Allgemeine Informationen

Den Tod eines Menschen während der Reise auf einem Seeschiff, das die Bundesflagge führt, hat die zuständige Stelle zu beurkunden.

Dies gilt auch, wenn sich der Sterbefall während der Seereise außerhalb des Seeschiffes, jedoch nicht an Land oder in einem Hafen im Inland ereignet hat und der Verstorbene von einem Seeschiff aufgenommen wurde, das die Bundesflagge führt.

Hat sich der Sterbefall außerhalb eines Seeschiffes, das berechtigt ist, die Bundesflagge zu führen, ereignet, und ist der Verstorbene nicht aufgefunden worden, so ist eine Beurkundung im Sterberegister nicht möglich. Das gilt selbst dann, wenn der Tod in einem Seeamtsspruch festgestellt worden ist.

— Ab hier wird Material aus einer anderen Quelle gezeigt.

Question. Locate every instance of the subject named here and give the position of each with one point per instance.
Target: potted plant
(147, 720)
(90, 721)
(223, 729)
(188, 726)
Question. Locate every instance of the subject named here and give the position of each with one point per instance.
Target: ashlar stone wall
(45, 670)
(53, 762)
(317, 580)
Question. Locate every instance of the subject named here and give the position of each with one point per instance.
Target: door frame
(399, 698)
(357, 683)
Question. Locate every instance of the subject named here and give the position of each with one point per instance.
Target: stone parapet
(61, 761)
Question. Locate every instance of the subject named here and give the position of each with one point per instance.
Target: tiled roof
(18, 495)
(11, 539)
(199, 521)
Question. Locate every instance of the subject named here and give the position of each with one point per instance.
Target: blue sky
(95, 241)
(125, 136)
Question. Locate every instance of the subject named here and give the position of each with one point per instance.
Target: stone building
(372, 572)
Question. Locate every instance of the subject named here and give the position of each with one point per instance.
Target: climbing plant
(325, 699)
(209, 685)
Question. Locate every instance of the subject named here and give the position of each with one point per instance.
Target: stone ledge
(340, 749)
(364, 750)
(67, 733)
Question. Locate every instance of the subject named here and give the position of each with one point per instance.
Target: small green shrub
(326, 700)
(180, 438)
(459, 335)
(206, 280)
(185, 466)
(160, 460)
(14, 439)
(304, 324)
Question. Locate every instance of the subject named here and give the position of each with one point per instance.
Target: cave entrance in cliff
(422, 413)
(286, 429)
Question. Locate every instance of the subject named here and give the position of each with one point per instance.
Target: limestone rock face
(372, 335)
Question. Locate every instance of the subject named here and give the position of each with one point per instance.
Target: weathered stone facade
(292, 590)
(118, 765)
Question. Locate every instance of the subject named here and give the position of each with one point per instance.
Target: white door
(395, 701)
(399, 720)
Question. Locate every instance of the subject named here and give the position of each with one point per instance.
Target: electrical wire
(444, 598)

In diesem Fall kommt nur eine Todeserklärung oder Feststellung des Todes und der Todeszeit durch das für den letzten Wohnsitz des Verschollenen zuständige Amtsgericht in Frage.

Verfahrensablauf

Der Schiffsführer hat über die Anzeige des Todes eine Niederschrift aufzunehmen, die von ihm und von dem Anzeigenden zu unterschreiben ist. Der Schiffsführer hat die Niederschrift und eine Abschrift der Niederschrift dem Seemannsamt zu übergeben, bei dem es zuerst möglich ist.

Das Seemannsamt übersendet die Niederschrift an die zuständige Stelle; die Abschrift ist bei dem Seemannsamt aufzubewahren.

An wen muss ich mich wenden?

Die Zuständigkeit liegt beim Standesamt I in Berlin.

Welche Unterlagen werden benötigt?

Es werden ggf. Unterlagen benötigt. Wenden Sie sich bitte an die zuständige Stelle.

Welche Gebühren fallen an?

Es fallen ggf. Gebühren an. Wenden Sie sich bitte an die zuständige Stelle.

Welche Fristen muss ich beachten?

Der Tod muss dem Schiffsführer/der Schiffsführerin von dem/der Anzeigepflichtigen nach § 28 Personenstandsgesetz (PStG) unverzüglich und spätestens am dritten auf den Tod folgenden Werktag angezeigt werden.